Searched the archives, but don't find anything on how to use wire to strengthen fender openings. I'm thinking about welding in some pretty stout wire, maybe as big as 3/8" (it's a '40 Ford coupe), but I'm not sure what would work best to form the wire/round stock, and whether or not to remove the existing lips..........appreciate your help here.
Ron Covell covers it in his "basic techniques for steel" DVD also there's alot of metalworking how to's on youtube. hope this helps
I just did this very thing on my '36 coupe. I used 1/8" diameter wire (rod) and welded it to the inside lip of all the fenders. I roughly bent the rod to the shape needed then carefully tacked near the center of the opening. I worked my way around the edge tacking about every 2 inches or so. Then went back and skipped around and completed the welding. I made the wire fit flush to the fender lip so when you feel the lip the wire is almost not noticeable. Just feels like a smooth inside edge. Lots of work but it really added some stiffness to the fenders, and I think will virtually stop any cracks from starting.

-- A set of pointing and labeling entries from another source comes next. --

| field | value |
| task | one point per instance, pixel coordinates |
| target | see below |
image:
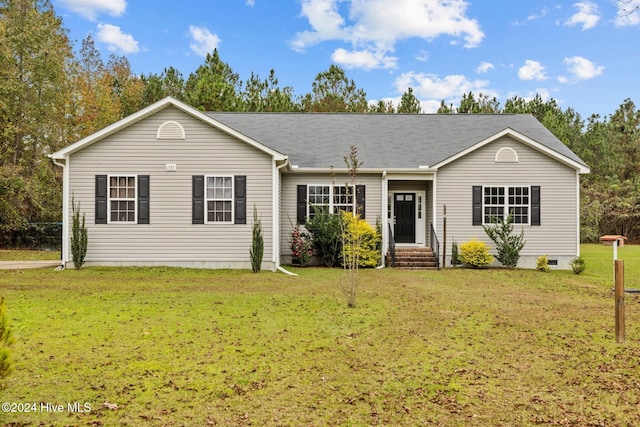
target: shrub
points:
(508, 246)
(578, 265)
(455, 256)
(361, 241)
(79, 236)
(6, 339)
(475, 253)
(301, 245)
(256, 252)
(324, 226)
(543, 264)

I've done some wheel well opening work but never just wire replacement. I know on Model A type fenders there is actually a set of die's used to roll over the edge around the wire. I've always used tubing. It's stronger and don't bend or brake like solid wire. Usually I'm doing a non stock shape. I generally make a wood buck to spring the material around so both sides come out the same. I then cut and trim the fender to meet the new shape right on the lower edge of the new tube and Tig weld it on. I like working with .065 Hyd. tubing however my last job was with 1"x1/2" .095 rectangle tube. Again a wood buck and Tig welded to the lower edge. I think you'll find round tube easier to work with for your first time. The Wizzard
I use smaller 3/16" round stock, unless you want a big flare on the opening. Lots of little stitch welds, and lots of moving around to avoid warping the metal. I'd assume you would be removing the factory lip. I removed all mine, but just to the minimum needed to get the shape I wanted. Mine only needed a larger front/rear opening, not higher. This was during mockup before the suspension was done and lowered to fit into the opening:
My rears were done that way. Just make sure you go all the way with the tube/rod. On mine they stopped 3" from one end of the run, and the fender cracked right there due to the dramatic change in stiffness.